Baru-baru ini diperingati hari buruh sedunia pada tanggal 1 Mei 2019, seluruh buruh berkumpul diberbagai pusat kota untuk menyuarakan keadilan kepada Pemerintah. Hari Buruh lahir sebagai bentuk perjuangan kelas pekerja untuk meraih kendali ekonomi-politis untuk memperjuangkan hak-hak sebagai pekerja. Permasalahan klasik dari dulu hingga kini seperti minimnya upah, dan buruknya kondisi kerja di tingkatan pabrik, dan jaminan sosial melahirkan perlawanan dari kalangan kelas pekerja. Namun, ada buruh yang luput dari perhatian publik yaitu pekerja ojek online atau sering disingkat ojol yang sering terlihat dibelakang kampus yang sedang menganggur karena sedang menunggu order dari penumpang.
Kemunculan dan Problematika Ojek Online
Pada tahun 2014, masyarakat sama sekali belum families er atas kemunculan transportasi dengan sistem ride-sharing atau Ojek Online (Ojol) seperti Go-Jek, Uber ataupun Grab. Tapi kini, setelah lima tahun berlalu, ekspansi perusahaan-perusahaan teknologi itu tak terbendung.
Perubahan model transportasi dari konvensional ke transportasi berbasis aplikasi sangat diminati masyarakat dan ini merupakan suatu bentuk perubahan sosial masyarakat yang menghendaki kemudahan dalam penggunaan moda transportasi.
Munculnya transportasi berbasis aplikasi menimbulkan konflik di antara pengemudi jasa transportasi konvensional (seperti pengemudi angkot, taksi, bentor, dan ojek pangkalan) dengan pengemudi transportasi online yang menimbulkan pro dan kontra di masyarakat. Di satu sisi transportasi online dianggap mempermudah pengemudi dan konsumennya. Disisi lain, transportasi online mendapatkan banyak kecaman dari pengemudi transportasi konvensional karena dianggap sebagai transportasi illegal dan merebut nafkah para pengemudi jasa transportasi konvensional.
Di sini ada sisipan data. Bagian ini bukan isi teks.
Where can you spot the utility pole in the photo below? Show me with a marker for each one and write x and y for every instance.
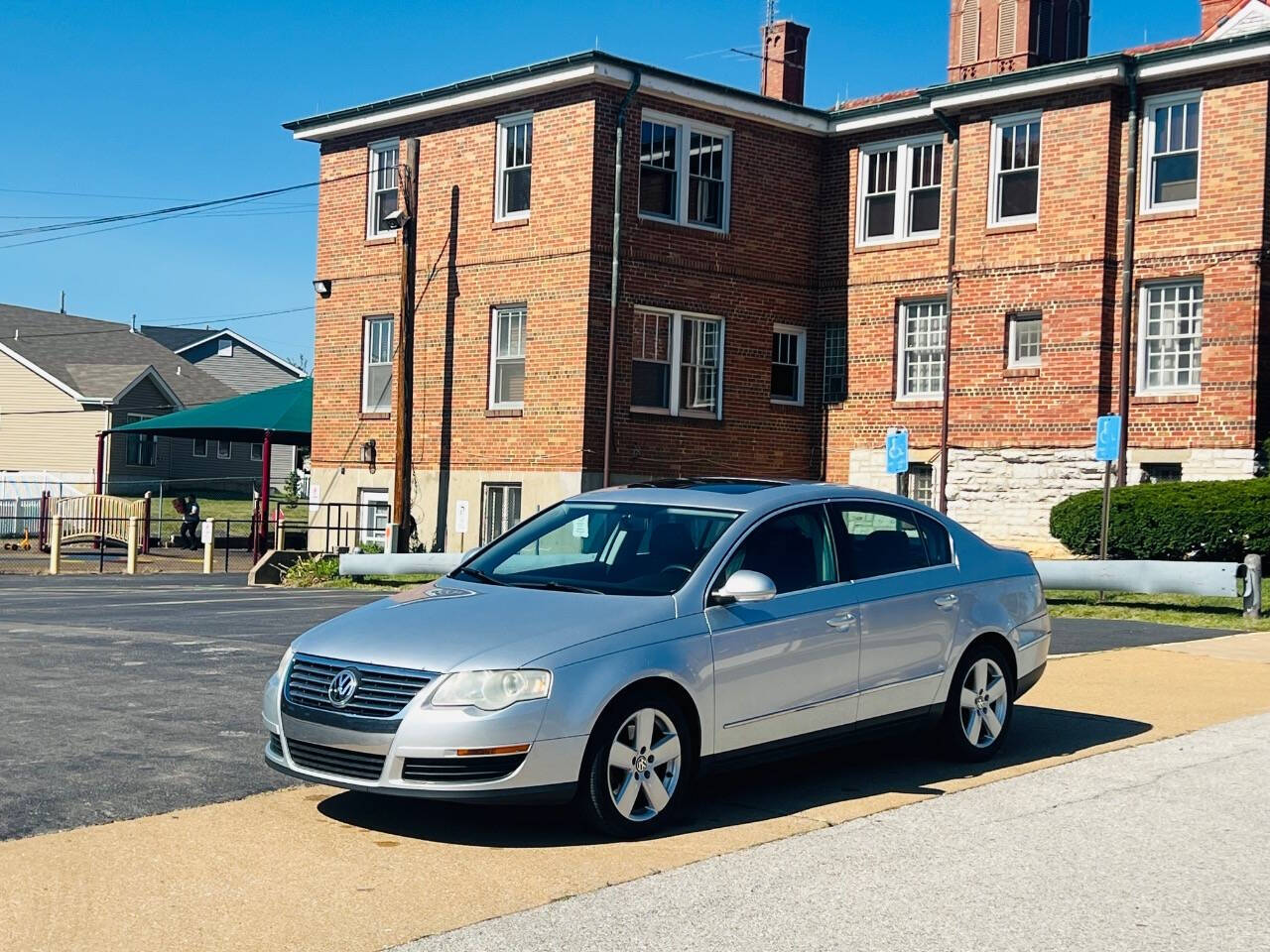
(403, 367)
Ada beberapa permasalahan yang sering dikeluhkan oleh pengemudi transportasi konvensional terkait dengan beroperasinya transportasi berbasis aplikasi, yakni pertumbuhan driver yang sangat cepat, jaminan social,gagapnya regulasi menghadapi perubahan teknologi, dan konflik tarif. Namun, bagaimana nasib ojek online sekarang?
Pertumbuhan Driver Yang Sangat Cepat
Banyaknya sopir ojek online yang bergabung dikarenakan tergiur dengan tingginya pendapatan rata-rata sopir ojek online saat awal kemunculannya, bahkan menarik pekerja kantoran alih profesi menjadi sopir ojek online. Maka, berbondong-bondong orang untuk menjadi sopir ojek online. Walaupun penumpang ojek online terus tumbuh, tapi kalah cepat dengan pertumbuhan sopir ojek online. Yang tadinya mereka mudah mencari penumpang, namun sekarangmulai sulit mencari penumpang dikarenakan persaingan antar sopir ojek online menjadi lebih ketat.
Berdasarkan data Kementerian Perhubungan menunjukan jumlah pengemudi yang dimiliki satu perusahaan penyedia aplikasi mencapai 175.000 orang, meningkat 9.000 orang dalam 3 minggu, Angka ini juga jauh melampaui kuota 36.510 pengemudi yang ditetapkan. Sehingga, jumlah sopir ojek online menjadi lebih banyak ini juga berdampak pada  waktu tunggu menjadi lebih panjang. Jalan-jalan akan makin dipenuhi oleh ojek online yang dapat dikatakan sebagai setengah menganggur karena terlalu lama menunggu penumpang. Akhirnya ojek online akan menjadi tidak efisien, sama seperti angkot, yang ngetem di mana-mana karena menunggu penumpang terlalu lama.
Jaminan Sosial Ojek Online
Pengemudi ojek online ini masih termasuk ke dalam tenaga kerja sektor informal. Tenaga kerja sektor informal umumnya bekerja di segala jenis pekerjaan dengan tanpa adanya perlindungan negara dan tidak dikenakan pajak.